There's this mysterious Simon Morgan, who was the other friend at the funeral. P. had earlier mentioned him, but the narrator couldn't place him. Then Simon Morgan got in touch with the narrator and even mailed him a check. The narrator got the chills — he couldn't remember anything about him, couldn't find out anything online, not even when Simon Morgan said he had helped him out while he was a recovering addict. He refused to cash the two-hundred dollar check either.

It boils down to this: Simon Morgan is a self-described “addict.” As part of his recovery program, he has vowed to make amends for the harm he has caused others. To this end, he wants to remind me of the help I gave him back in the day, help that I offered with a pure heart, help that, until now, he has never acknowledged or thanked me for. Enclosed is a check for two hundred dollars, which is the amount I loaned him all those years ago and never requested repayment for.

I don’t cash the check. How could I? I don’t remember him. When Sejal asks me whatever happened to Simon Morgan, I represent to her that I never heard from him again and that Simon Morgan, if that’s his name, must have got me mixed up with someone else.

The story never reveals what this nasty rumor is, and it's a tad exasperating for me, as a nosy reader. I suppose it's not particularly important to know, but who doesn't love a good piece of gossip? 

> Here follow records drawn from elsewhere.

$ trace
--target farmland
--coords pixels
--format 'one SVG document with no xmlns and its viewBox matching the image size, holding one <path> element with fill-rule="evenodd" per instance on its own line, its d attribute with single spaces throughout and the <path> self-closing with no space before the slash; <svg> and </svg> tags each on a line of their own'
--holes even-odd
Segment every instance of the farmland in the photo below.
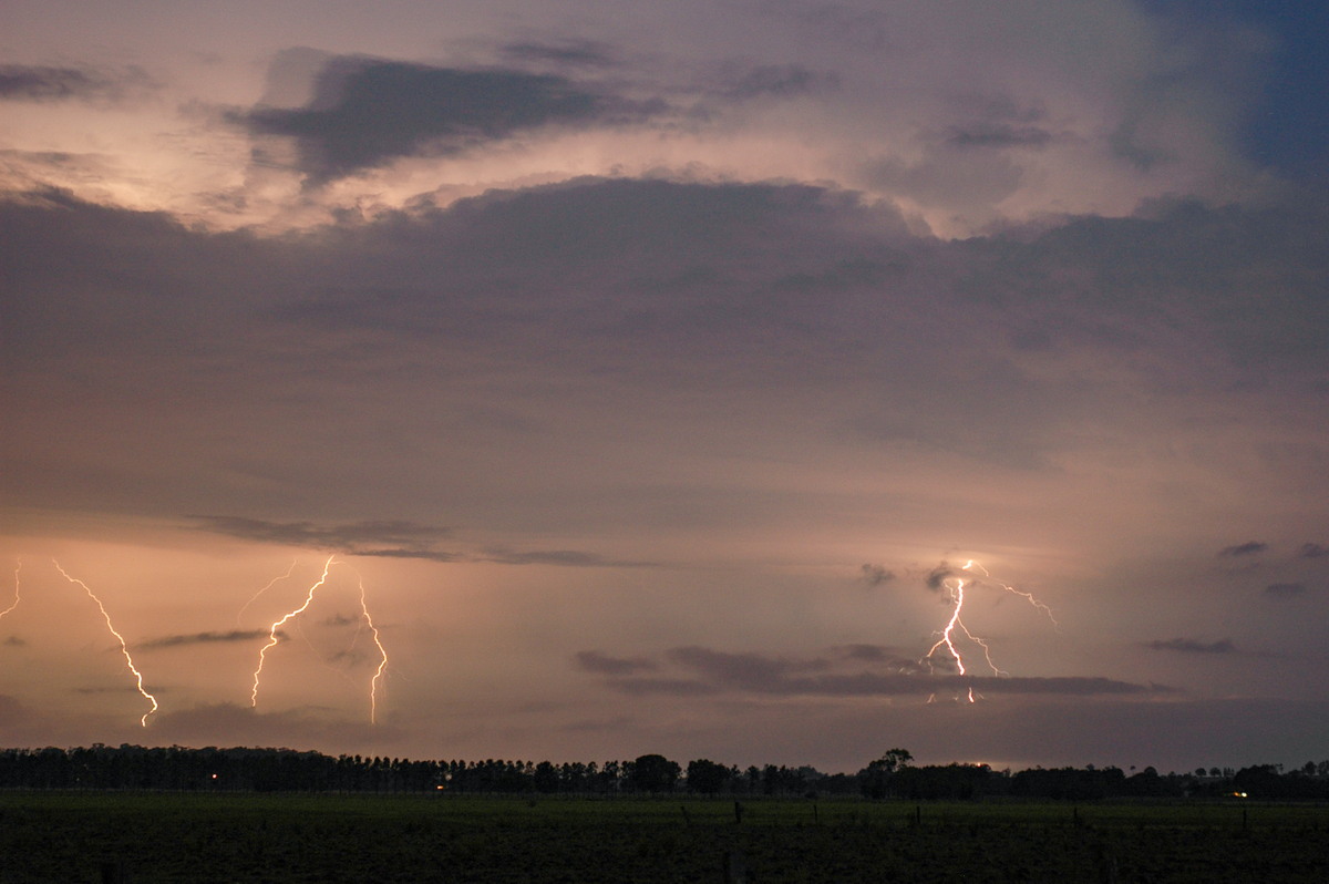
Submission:
<svg viewBox="0 0 1329 884">
<path fill-rule="evenodd" d="M 0 792 L 29 881 L 1322 881 L 1329 807 Z"/>
</svg>

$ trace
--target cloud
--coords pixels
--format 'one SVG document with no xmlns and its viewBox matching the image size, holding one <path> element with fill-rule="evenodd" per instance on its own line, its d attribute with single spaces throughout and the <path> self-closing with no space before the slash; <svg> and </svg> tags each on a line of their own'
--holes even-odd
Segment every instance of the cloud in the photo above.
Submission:
<svg viewBox="0 0 1329 884">
<path fill-rule="evenodd" d="M 613 47 L 594 40 L 558 43 L 509 43 L 498 53 L 514 62 L 548 64 L 556 68 L 609 68 L 617 64 Z"/>
<path fill-rule="evenodd" d="M 106 101 L 126 89 L 146 88 L 150 77 L 138 68 L 106 73 L 88 68 L 0 65 L 0 101 Z"/>
<path fill-rule="evenodd" d="M 893 570 L 886 569 L 885 565 L 864 565 L 861 568 L 863 582 L 868 586 L 881 586 L 882 584 L 889 584 L 896 578 Z"/>
<path fill-rule="evenodd" d="M 744 693 L 779 697 L 928 697 L 932 694 L 1061 694 L 1073 697 L 1151 694 L 1171 689 L 1159 685 L 1135 685 L 1098 677 L 971 677 L 937 675 L 918 669 L 917 661 L 902 661 L 886 649 L 851 646 L 837 649 L 839 659 L 768 657 L 754 653 L 728 653 L 700 646 L 674 647 L 664 659 L 691 677 L 626 675 L 583 666 L 586 671 L 607 674 L 605 685 L 625 694 L 700 697 L 720 693 Z M 844 653 L 848 650 L 849 653 Z M 844 662 L 884 665 L 890 671 L 833 671 Z"/>
<path fill-rule="evenodd" d="M 536 49 L 526 45 L 525 56 Z M 258 108 L 237 121 L 255 134 L 295 138 L 302 171 L 322 183 L 540 126 L 639 121 L 661 110 L 662 102 L 629 101 L 561 76 L 342 56 L 323 68 L 307 106 Z"/>
<path fill-rule="evenodd" d="M 278 631 L 278 638 L 286 639 L 286 633 Z M 250 642 L 260 638 L 267 638 L 268 630 L 266 629 L 233 629 L 229 633 L 190 633 L 181 635 L 162 635 L 161 638 L 150 638 L 144 642 L 134 645 L 134 650 L 159 650 L 162 647 L 181 647 L 185 645 L 219 645 L 227 642 Z"/>
<path fill-rule="evenodd" d="M 654 562 L 609 558 L 598 553 L 575 549 L 546 549 L 525 553 L 490 550 L 473 556 L 470 561 L 500 565 L 562 565 L 566 568 L 654 568 Z"/>
<path fill-rule="evenodd" d="M 262 544 L 288 546 L 356 548 L 365 544 L 411 545 L 447 537 L 448 528 L 419 525 L 404 520 L 360 521 L 343 525 L 314 522 L 275 522 L 243 516 L 190 516 L 205 530 Z"/>
<path fill-rule="evenodd" d="M 617 560 L 574 549 L 513 552 L 489 549 L 460 553 L 431 548 L 431 541 L 451 537 L 451 528 L 404 520 L 319 525 L 310 521 L 278 522 L 243 516 L 191 516 L 203 530 L 263 544 L 339 549 L 348 556 L 417 558 L 433 562 L 496 562 L 500 565 L 562 565 L 567 568 L 649 568 L 651 562 Z"/>
<path fill-rule="evenodd" d="M 734 77 L 734 82 L 724 89 L 724 94 L 736 100 L 763 96 L 787 98 L 817 89 L 835 89 L 839 85 L 837 76 L 816 73 L 799 64 L 758 65 Z"/>
<path fill-rule="evenodd" d="M 987 122 L 952 126 L 946 133 L 946 144 L 953 148 L 1042 148 L 1051 140 L 1053 133 L 1038 126 Z"/>
<path fill-rule="evenodd" d="M 655 669 L 655 663 L 645 657 L 610 657 L 595 650 L 577 651 L 573 659 L 578 669 L 601 675 L 626 675 Z"/>
<path fill-rule="evenodd" d="M 1269 584 L 1261 590 L 1268 598 L 1298 598 L 1306 594 L 1305 584 Z"/>
<path fill-rule="evenodd" d="M 1185 654 L 1236 654 L 1236 645 L 1231 638 L 1216 642 L 1201 642 L 1193 638 L 1167 638 L 1144 642 L 1144 646 L 1156 651 L 1181 651 Z"/>
<path fill-rule="evenodd" d="M 1239 558 L 1243 556 L 1255 556 L 1269 549 L 1269 544 L 1260 542 L 1257 540 L 1247 541 L 1244 544 L 1236 544 L 1233 546 L 1224 546 L 1219 550 L 1220 558 Z"/>
<path fill-rule="evenodd" d="M 922 578 L 922 582 L 928 586 L 928 589 L 942 590 L 946 588 L 946 578 L 952 577 L 954 573 L 956 572 L 952 570 L 950 565 L 942 562 L 928 572 L 928 574 Z"/>
<path fill-rule="evenodd" d="M 351 722 L 322 710 L 262 713 L 234 703 L 163 710 L 153 720 L 154 739 L 182 746 L 375 746 L 400 739 L 401 730 Z M 335 750 L 332 750 L 335 751 Z"/>
<path fill-rule="evenodd" d="M 404 520 L 361 521 L 342 525 L 318 525 L 308 521 L 278 522 L 243 516 L 190 516 L 203 530 L 260 544 L 339 549 L 351 556 L 387 558 L 425 558 L 456 561 L 456 553 L 429 549 L 435 540 L 452 534 L 449 528 L 420 525 Z"/>
</svg>

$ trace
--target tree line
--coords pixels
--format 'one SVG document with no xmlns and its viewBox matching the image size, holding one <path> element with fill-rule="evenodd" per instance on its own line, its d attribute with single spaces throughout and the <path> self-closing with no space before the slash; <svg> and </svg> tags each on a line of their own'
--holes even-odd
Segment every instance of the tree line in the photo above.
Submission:
<svg viewBox="0 0 1329 884">
<path fill-rule="evenodd" d="M 856 774 L 766 764 L 740 768 L 708 759 L 686 766 L 663 755 L 631 760 L 562 763 L 522 760 L 409 760 L 290 748 L 80 748 L 0 750 L 0 788 L 173 790 L 255 792 L 443 792 L 509 795 L 832 796 L 966 800 L 989 796 L 1094 800 L 1244 794 L 1260 799 L 1329 799 L 1329 760 L 1241 770 L 1196 768 L 1159 774 L 1152 767 L 1035 767 L 1018 772 L 986 764 L 914 766 L 892 748 Z"/>
</svg>

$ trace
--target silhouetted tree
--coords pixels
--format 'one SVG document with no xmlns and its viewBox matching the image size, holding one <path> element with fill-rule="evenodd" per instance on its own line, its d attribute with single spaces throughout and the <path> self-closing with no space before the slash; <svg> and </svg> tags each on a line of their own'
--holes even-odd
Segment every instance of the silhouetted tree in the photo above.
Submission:
<svg viewBox="0 0 1329 884">
<path fill-rule="evenodd" d="M 668 792 L 682 772 L 663 755 L 642 755 L 633 762 L 631 784 L 639 792 Z"/>
</svg>

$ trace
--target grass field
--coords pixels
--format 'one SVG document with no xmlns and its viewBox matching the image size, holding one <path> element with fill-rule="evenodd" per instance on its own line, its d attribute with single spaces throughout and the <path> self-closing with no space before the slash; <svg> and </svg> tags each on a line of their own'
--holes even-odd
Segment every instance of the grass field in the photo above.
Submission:
<svg viewBox="0 0 1329 884">
<path fill-rule="evenodd" d="M 0 883 L 1325 881 L 1329 807 L 0 794 Z"/>
</svg>

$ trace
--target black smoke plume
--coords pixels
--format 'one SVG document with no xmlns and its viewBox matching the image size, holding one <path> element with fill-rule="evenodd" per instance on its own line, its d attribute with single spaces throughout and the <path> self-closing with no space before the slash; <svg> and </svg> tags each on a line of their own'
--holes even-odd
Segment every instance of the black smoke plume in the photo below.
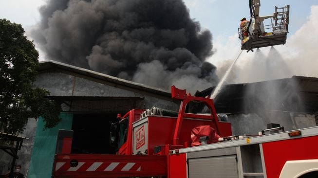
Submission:
<svg viewBox="0 0 318 178">
<path fill-rule="evenodd" d="M 168 89 L 218 82 L 212 35 L 182 0 L 51 0 L 31 32 L 47 59 Z"/>
</svg>

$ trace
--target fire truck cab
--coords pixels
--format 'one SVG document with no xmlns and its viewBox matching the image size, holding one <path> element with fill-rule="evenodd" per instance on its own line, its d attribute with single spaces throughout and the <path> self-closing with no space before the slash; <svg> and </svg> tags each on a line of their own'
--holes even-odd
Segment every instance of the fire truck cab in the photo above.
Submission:
<svg viewBox="0 0 318 178">
<path fill-rule="evenodd" d="M 191 96 L 171 87 L 181 100 L 177 117 L 129 111 L 112 125 L 116 155 L 72 154 L 72 131 L 60 130 L 53 178 L 308 178 L 317 175 L 318 127 L 284 131 L 278 126 L 257 135 L 231 136 L 231 124 L 219 121 L 213 100 Z M 206 104 L 208 115 L 185 112 L 196 101 Z M 163 112 L 159 112 L 163 113 Z M 191 146 L 194 128 L 208 125 L 221 138 Z M 243 125 L 242 126 L 244 126 Z M 309 176 L 308 176 L 309 175 Z"/>
</svg>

The ending was completely befuddling. In an interview with the same journal, the author explained why he chose to withhold this information from the readers. The point about leaving readers "slightly in the dark"....... Well, yeah, me. I mean, what..... There're so many scenarios and possibilities. Is this light secret about P. dealing in drugs? If Simon Morgan and his check is the clue to the secret that P. was keeping, then thanks, it's more confusing than ever. 

The story never reveals the nasty rumor about P., and this is just one of several bits of withheld information in the story. Disclosure, or its lack, both shapes the story and is the subject of this story. Were you worried that too much might be withheld?

I gave some thought to what P. might have done, turning over in my mind the various nasty stories that all of us hear, but, in the end, I worried that to reveal the nature of P.’s misdeed would undermine the logic of the story. It’s more damaging, I think, to provide an overly disclosive or illuminating detail than to leave the reader slightly in the dark, as in life. Speaking for myself, I dislike the feeling that I’ve got to the bottom of a story and fully lit up its depths. A short story, like a poem, should always retain an element of mystery.